Сожаление, близкое к раскаянию, овладело Дарьиным, как только он очутился за дверью один. Он солгал, что не верил в успех этого начинания. Нет, он глубоко верил в него; он по собственному опыту знал, как люди с радостью подхватывают каждый свежий запев. Подхватят и этот, и не только на заводе, но, возможно, и по всей стране, и страдал от того, что не он явился запевалой, не он пойдет во главе движения. Надо было согласиться с ними, покориться на время. Но не смог он переломить себя; не позволяла гордость. И зря сказал он, что нет у него экономии, — есть, небольшая, но есть. А если поразмыслить как следует, то наберется и, больше. Как долго он не думал о молоте, о поковках — голова занята другим… И дома все скверно: Настя дуется, уткнется в книгу и молчит. После той сцены опасно вступать с ней в пререкания. И Марина ведет себя как-то странно; в словах ее все чаще проскальзывает ирония по отношению к нему; а вчера он видел ее с Семиёновым, они стояли в метро, спрятавшись за колонну, и тот, все время озираясь, говорил ей что-то. Что ему надо от нее?.. Может, понравилась, красивая! Олег шел вдоль цеха, глядя в пол; он не слышал глухого буханья молотов, не видел искр, сыпавшихся ему под ноги. «Теперь к ним не подступиться, — с горечью думал он об Антоне и его друзьях. — Стороной будут обходить меня, как зачумленного. Чорт бы ее побрал, эту мою горячность! А ведь когда-то были друзьями… Хотя всегда мы глядели друг на друга критически, и соединял нас Володя Безводов; не будь его, мы бы и тогда, может, не дружили».

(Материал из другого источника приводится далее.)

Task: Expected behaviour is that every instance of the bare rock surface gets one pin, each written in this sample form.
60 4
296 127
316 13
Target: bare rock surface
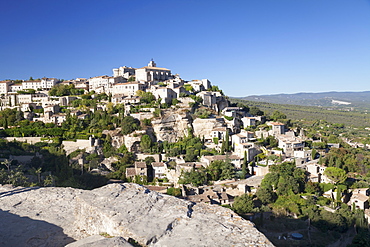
60 216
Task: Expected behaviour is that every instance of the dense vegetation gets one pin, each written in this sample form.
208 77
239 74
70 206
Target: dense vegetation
296 112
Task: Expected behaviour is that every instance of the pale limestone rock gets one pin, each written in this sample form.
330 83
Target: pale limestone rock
59 216
171 127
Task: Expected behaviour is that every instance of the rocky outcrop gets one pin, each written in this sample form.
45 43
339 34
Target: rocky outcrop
59 216
172 126
204 127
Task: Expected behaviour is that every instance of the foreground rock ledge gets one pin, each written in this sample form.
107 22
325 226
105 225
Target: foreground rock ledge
60 216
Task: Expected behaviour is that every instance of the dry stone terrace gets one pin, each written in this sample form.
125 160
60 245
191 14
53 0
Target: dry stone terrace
60 216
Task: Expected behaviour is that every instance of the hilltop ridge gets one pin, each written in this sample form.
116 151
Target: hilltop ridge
59 216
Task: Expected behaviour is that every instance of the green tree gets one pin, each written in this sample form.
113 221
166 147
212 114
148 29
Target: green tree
276 115
129 125
266 195
146 143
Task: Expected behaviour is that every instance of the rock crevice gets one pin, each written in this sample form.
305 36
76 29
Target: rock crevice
128 211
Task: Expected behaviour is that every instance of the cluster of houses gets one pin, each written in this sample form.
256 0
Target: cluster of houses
123 87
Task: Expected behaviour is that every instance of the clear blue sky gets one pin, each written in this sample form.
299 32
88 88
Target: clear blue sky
244 46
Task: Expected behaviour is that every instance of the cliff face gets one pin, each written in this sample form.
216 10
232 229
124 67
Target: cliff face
59 216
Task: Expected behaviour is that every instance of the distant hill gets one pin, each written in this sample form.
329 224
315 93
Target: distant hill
359 101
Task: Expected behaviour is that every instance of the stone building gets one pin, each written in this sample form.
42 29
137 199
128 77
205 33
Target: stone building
152 73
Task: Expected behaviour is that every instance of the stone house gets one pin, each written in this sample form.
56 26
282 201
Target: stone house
219 132
164 93
234 159
249 121
159 169
360 198
152 73
316 173
4 87
290 144
139 169
233 111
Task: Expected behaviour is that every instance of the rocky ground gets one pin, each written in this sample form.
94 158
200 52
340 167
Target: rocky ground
60 216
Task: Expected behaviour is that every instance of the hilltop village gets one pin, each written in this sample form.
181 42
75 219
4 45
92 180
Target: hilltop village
149 126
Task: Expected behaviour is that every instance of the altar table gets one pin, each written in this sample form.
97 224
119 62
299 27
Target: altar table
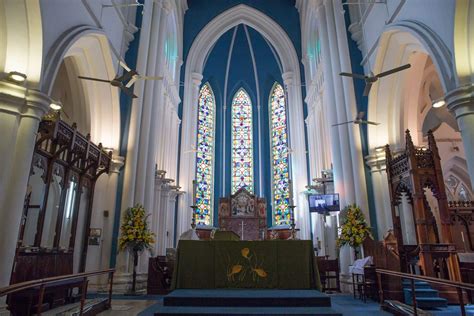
272 264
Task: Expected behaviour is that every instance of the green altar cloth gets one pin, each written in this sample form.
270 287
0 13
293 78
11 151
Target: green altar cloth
272 264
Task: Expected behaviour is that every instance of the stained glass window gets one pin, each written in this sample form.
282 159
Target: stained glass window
205 156
242 152
279 153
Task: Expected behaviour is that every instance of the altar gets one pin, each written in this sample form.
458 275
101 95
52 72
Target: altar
245 214
269 264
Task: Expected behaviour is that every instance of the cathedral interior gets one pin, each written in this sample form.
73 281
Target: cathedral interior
234 157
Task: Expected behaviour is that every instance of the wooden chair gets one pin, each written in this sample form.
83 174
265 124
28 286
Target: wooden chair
365 285
328 271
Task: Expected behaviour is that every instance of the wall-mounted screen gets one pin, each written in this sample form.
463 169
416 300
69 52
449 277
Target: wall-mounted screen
324 203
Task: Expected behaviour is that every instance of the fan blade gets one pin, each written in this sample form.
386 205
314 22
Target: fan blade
93 79
128 92
394 70
356 76
131 82
124 66
369 122
342 123
368 85
149 78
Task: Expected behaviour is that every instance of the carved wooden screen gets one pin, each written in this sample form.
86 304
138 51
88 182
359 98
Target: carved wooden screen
410 172
64 170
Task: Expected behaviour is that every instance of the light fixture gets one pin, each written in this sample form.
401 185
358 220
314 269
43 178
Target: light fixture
56 105
439 103
16 77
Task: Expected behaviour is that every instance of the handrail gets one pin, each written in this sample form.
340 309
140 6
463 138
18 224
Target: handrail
44 283
460 286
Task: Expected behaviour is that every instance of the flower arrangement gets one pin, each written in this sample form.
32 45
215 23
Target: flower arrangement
135 234
354 228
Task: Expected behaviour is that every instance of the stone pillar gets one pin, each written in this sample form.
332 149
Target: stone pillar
461 102
108 223
188 157
376 163
297 158
21 110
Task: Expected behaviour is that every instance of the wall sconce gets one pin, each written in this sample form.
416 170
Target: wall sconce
55 105
379 149
439 103
16 77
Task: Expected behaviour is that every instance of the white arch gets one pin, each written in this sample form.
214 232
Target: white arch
21 39
396 47
90 52
274 34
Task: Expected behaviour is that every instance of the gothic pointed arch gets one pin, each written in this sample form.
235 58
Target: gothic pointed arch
279 155
205 155
242 142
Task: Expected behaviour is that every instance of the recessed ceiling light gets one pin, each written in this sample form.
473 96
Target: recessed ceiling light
439 103
16 76
56 106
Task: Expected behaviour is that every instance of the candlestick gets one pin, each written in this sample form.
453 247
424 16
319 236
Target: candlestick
194 192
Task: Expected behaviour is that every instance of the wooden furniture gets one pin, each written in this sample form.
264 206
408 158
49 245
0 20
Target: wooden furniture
245 214
264 264
410 172
160 272
364 285
27 298
58 205
329 274
462 224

…Как просочившийся из глубины недр родник вдруг забьет студеной и чистой струей, живительные соки земли сольются в единый ручей, в него упадут другие воды и образуют реку; напоенная свежими весенними потоками, она стремительно понесется вдаль, бурно кипя и пенясь, и вот уж, смотришь, вырвалась на простор и катит свои волны, богато украшенная сиянием в ночи и повитая синим маревом в знойный летний полдень, течет, тая в себе несокрушимую мощь, и ничем не остановить ее, — так и беспокойная мысль кузнеца увлекла сначала комсомольцев своего цеха, к ним присоединялась молодежь других цехов, других заводов — тысячи, сотни тысяч пытливых и пылких людей.

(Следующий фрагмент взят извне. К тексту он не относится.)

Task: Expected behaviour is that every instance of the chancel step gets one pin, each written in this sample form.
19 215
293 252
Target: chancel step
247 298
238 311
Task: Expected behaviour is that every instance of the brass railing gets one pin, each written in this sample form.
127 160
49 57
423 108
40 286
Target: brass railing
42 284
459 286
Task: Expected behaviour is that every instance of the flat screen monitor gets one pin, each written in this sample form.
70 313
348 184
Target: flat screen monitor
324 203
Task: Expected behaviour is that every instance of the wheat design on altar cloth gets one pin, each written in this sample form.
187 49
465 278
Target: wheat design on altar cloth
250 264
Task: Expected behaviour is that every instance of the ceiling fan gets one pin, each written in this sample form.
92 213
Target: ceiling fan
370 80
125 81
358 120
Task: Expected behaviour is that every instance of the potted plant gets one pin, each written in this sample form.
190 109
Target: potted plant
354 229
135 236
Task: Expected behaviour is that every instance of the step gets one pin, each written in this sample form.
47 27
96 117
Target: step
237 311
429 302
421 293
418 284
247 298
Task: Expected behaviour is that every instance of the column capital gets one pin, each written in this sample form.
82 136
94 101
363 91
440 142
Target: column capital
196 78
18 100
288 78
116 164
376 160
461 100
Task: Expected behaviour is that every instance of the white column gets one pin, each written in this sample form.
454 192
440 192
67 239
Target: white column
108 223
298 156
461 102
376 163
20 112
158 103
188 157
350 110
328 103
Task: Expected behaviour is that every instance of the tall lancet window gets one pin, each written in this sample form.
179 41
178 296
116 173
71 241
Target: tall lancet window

В заводской многотиражке было опубликовано обращение комсомольцев кузницы. Партком завода провел специальную конференцию. Молодых рабочих приветствовал Центральный Комитет комсомола. Московский комитет партии предложил директорам предприятий и секретарям парткомов поддержать это патриотическое движение. Центральный совет профессиональных союзов обязал профсоюзные организации изучить и распространить опыт новаторов. Газеты разнесли по стране весть о начавшейся борьбе за металл.